3:15 p.m. The first shift of Ms. Bisberg’s workday is over. Her children are home from school and she has hit her post-lunch slump, so she turns her attention to games. Her children love to play Silly Street, which involves performing a series of goofy tasks — act like a monkey, give everyone in the room a high-five — a stark shift from the type of assignments that filled her office afternoons.
“I used to work very hard to compartmentalize,” Ms. Bisberg said. “When I was at work, I wasn’t thinking about the kids. The second I would leave I was like, ‘OK, I’m getting home to my kids.’ I didn’t bring any work into my home life and I didn’t bring any home into my work life. Now everything is more mixed together.”
4:30 p.m. Kathryn Beaumont Murphy, 47, an attorney in Philadelphia, now occasionally accepts afternoon car pool duties. Sure, she’s simultaneously scrolling through emails in a parking lot. Her children complain that she spends all her time plugged into work, but Ms. Beaumont Murphy is relieved that at least they’re physically spending time together.
“The biggest point of tension is that my kids say, ‘You’re always working,’” she said. “Whereas I feel like I’m much more focused on work when I’m in the office.”
Evenings are for email: 7:30 till the bitter end
For some workers, commuting back home at the end of the day used to mean putting up a job-life firewall: devices were turned off, Netflix was turned on. Now that home is the office, work can easily seep through the cracks.
7:30 p.m. The afternoons and evenings blur together for Ms. Flamer. Her workday is sometimes 13 or 14 hours long. She used to get up from her office desk before 6:30 to catch the train home. Now, because she is seated in her kitchen, there is no obvious point at which to shut down her computer.
8:45 p.m. Ms. Bisberg puts her children to bed and sits down for the final shift of her workday. Some of her teammates are online as well.
“At one point I sent an email late at night and got a response,” she recalled. “I was like, ‘You know I’m doing this weird schedule, but you don’t need to write back.’”
Her colleague explained that she, too, was working the strange hours of a work-from-home mother: “I was like ‘OK,’” Ms. Bisberg said. “‘Then I accept your 10 p.m. email.’”

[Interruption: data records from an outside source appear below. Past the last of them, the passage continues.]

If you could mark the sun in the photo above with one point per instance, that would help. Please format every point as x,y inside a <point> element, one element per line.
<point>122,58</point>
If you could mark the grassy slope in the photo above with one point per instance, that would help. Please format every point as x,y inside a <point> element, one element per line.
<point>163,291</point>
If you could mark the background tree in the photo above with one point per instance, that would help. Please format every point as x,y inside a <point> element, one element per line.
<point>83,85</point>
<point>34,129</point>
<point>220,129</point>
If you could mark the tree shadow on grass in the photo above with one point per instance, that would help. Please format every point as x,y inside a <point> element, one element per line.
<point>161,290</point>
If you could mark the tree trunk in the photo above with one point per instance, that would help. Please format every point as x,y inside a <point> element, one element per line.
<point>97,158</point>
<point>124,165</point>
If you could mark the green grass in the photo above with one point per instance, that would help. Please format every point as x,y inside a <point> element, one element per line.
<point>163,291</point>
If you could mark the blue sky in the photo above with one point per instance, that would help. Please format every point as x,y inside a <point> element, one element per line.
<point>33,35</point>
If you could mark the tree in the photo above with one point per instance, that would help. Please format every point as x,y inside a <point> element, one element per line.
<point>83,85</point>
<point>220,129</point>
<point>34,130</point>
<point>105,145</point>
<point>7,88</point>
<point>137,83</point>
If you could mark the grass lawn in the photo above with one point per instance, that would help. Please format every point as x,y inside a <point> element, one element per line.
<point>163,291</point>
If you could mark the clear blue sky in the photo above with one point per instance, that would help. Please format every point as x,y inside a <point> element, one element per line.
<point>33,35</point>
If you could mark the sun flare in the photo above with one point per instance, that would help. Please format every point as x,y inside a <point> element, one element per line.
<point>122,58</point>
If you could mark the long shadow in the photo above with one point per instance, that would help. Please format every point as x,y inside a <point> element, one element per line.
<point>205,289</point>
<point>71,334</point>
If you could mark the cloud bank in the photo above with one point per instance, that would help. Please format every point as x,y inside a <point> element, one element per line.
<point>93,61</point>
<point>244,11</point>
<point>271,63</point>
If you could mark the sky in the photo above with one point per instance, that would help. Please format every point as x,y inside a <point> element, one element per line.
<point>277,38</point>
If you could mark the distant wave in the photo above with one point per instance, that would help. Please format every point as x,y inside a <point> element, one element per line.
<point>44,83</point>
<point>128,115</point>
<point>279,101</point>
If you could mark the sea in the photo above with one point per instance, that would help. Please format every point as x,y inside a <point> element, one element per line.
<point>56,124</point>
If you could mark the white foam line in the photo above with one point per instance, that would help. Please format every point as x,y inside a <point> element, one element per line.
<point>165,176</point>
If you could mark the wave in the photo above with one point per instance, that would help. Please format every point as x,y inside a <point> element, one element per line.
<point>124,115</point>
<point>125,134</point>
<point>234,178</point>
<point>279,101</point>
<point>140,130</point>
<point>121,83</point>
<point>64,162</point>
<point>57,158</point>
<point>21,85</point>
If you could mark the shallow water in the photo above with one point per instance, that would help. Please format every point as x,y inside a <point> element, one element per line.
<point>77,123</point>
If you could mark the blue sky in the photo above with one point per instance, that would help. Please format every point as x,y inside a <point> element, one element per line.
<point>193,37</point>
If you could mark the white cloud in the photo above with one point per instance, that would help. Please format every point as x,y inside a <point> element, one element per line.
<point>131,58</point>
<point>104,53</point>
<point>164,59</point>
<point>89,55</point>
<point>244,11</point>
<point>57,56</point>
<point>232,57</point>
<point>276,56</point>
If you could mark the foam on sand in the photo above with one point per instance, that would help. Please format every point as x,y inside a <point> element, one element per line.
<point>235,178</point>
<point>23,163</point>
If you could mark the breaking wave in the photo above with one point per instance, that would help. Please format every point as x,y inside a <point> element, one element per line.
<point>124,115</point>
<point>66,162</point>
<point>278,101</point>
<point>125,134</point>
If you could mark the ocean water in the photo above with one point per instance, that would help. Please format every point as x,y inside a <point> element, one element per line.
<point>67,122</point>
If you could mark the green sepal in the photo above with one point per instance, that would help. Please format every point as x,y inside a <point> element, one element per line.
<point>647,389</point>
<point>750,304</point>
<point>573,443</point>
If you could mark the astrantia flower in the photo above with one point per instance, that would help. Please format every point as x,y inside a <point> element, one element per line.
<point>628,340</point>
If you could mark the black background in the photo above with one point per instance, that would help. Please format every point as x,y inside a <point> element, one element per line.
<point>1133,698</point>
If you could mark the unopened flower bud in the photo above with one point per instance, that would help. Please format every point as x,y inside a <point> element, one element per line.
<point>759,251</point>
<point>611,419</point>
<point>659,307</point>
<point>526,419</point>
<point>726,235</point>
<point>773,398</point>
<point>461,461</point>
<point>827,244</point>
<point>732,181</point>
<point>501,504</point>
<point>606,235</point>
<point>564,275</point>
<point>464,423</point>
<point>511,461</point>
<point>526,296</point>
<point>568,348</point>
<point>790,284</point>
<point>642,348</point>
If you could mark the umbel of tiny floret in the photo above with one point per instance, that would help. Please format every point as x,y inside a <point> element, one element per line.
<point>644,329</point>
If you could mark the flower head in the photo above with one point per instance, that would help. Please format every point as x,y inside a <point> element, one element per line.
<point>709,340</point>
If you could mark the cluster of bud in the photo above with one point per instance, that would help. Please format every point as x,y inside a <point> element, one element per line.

This late-evening activity is that so-called third peak: the extra shift put in by people who either took a break earlier in the day for child care or simply feel compelled to keep sending emails because their inboxes continue to ding. Time spent working after traditional hours has grown 28 percent since March 2020, according to data from Microsoft Teams users, and weekend work has increased 14 percent.
Several employers have set guardrails. Teams at Microsoft, for example, encourage managers to set agreements on every person’s working hours. Cali Williams Yost, founder of a workplace strategy group, advises bosses to sit down with their employees to establish when people are expected to be available for meetings, emails and solo work.
“Unless we’re intentionally coordinating our rhythms, it could end up that everybody’s working all the time,” Ms. Yost said.
In some cases, workers have had to initiate those sticky conversations themselves. “It was very hard to draw a line in the sand,” said Stephen Luke Todd, 27, an engineer, recalling an expectation at his previous remote job that he answer messages around the clock. “I felt like I had to articulate boundaries to my boss.”
Dreaming of sleep: 12 a.m. to sunrise
For some people, the new workday runs 9 a.m. to nearly 5 a.m.
2:45 a.m. Ms. Beaumont Murphy recently found herself awake in the middle of the night on a Tuesday, writing colleagues an email, which she scheduled to send at 8 a.m. She no longer feels the pressure to spring out of bed at 5:30 a.m. to work out. But she also doesn’t feel capable of putting her work away at the end of the day. Come to think of it, when is the end of the day?
7:30 a.m. Ms. DeVito logs on. She’s faced with a deluge of 30 emails that had been sent overnight.